- Source: The New York Times
- Author: ROBERTA SMITH
- Date: March 07, 2008
- Format: PRINT AND DIGITAL
Art in Review
KON TRUBKOVICH: Almost Nowhere
Kon Trubkovich was born in Russia in 1979 and lived there until he was 11, which may explain the fascination with incarceration that wends through his industrious but derivative New York gallery debut.
The show is a study in known forms of appropriation paintings based on blurry video pauses, drawings based on photographs or done-over magazine images. Its mood of alienation and threat occasionally erupts, as in seven graphite drawings based on images of an explosion.
The best pieces are two videos and a video reconstruction. “Ant Farm,” filmed in an abandoned prison near Philadelphia, shows men in orange prison garb carrying pieces of junk back and forth past large mural portraits of John F. Kennedy, James Brown, the Rev. Dr. Martin Luther King Jr. and other legends rendered in shades of gray. The contrast of colors, scales and degrees of importance is momentarily arresting.

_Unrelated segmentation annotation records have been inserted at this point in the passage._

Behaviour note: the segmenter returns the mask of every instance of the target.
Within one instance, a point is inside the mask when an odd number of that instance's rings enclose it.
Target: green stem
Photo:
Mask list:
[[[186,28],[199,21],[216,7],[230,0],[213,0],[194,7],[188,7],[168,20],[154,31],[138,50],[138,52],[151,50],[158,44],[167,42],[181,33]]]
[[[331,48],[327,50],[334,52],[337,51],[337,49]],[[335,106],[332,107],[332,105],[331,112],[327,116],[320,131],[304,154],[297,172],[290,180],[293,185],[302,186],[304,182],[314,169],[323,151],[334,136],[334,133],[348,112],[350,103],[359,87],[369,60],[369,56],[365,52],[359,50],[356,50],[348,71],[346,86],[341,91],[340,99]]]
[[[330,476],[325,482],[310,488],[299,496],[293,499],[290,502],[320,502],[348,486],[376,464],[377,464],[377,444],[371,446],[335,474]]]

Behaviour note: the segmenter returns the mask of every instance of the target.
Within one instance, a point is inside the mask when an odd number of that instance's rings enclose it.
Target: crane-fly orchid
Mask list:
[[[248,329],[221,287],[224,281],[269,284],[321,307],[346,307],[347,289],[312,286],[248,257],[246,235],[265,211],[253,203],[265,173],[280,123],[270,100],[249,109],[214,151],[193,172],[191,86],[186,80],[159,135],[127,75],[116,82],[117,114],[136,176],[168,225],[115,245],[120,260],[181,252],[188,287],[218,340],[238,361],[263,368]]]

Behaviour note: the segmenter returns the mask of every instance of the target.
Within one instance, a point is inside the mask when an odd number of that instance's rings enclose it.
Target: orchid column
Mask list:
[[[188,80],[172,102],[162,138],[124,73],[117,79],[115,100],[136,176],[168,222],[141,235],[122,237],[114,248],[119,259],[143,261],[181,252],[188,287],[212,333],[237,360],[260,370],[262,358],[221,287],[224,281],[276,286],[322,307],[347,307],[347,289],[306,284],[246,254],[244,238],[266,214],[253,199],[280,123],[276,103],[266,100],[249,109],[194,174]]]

Far grimmer, “No Exit,” a video reconstruction, focuses on the 1971 Attica uprising, a recurring theme here. It shows convicts being marched around an outdoor courtyard, naked except for shoes and socks. And “A Thriller Is a Thriller Is a Thriller” opts for entertainment. Part of a triptych that includes a still from “No Exit” and a collage, the video, widely known from YouTube, is an accomplished restaging of Michael Jackson’s mega-hit “Thriller” by inmates in a Philippine prison. Watching the men mimicking Mr. Jackson’s famous moves to his famous music is as good as this show gets.
The news release suggests that the works on view are metaphors about being an artist: the studio as a prison, art making as mindless labor. That makes sense. While he has evident skill and a complex subject, Mr. Trubkovich has not yet escaped the confines of familiar conventions.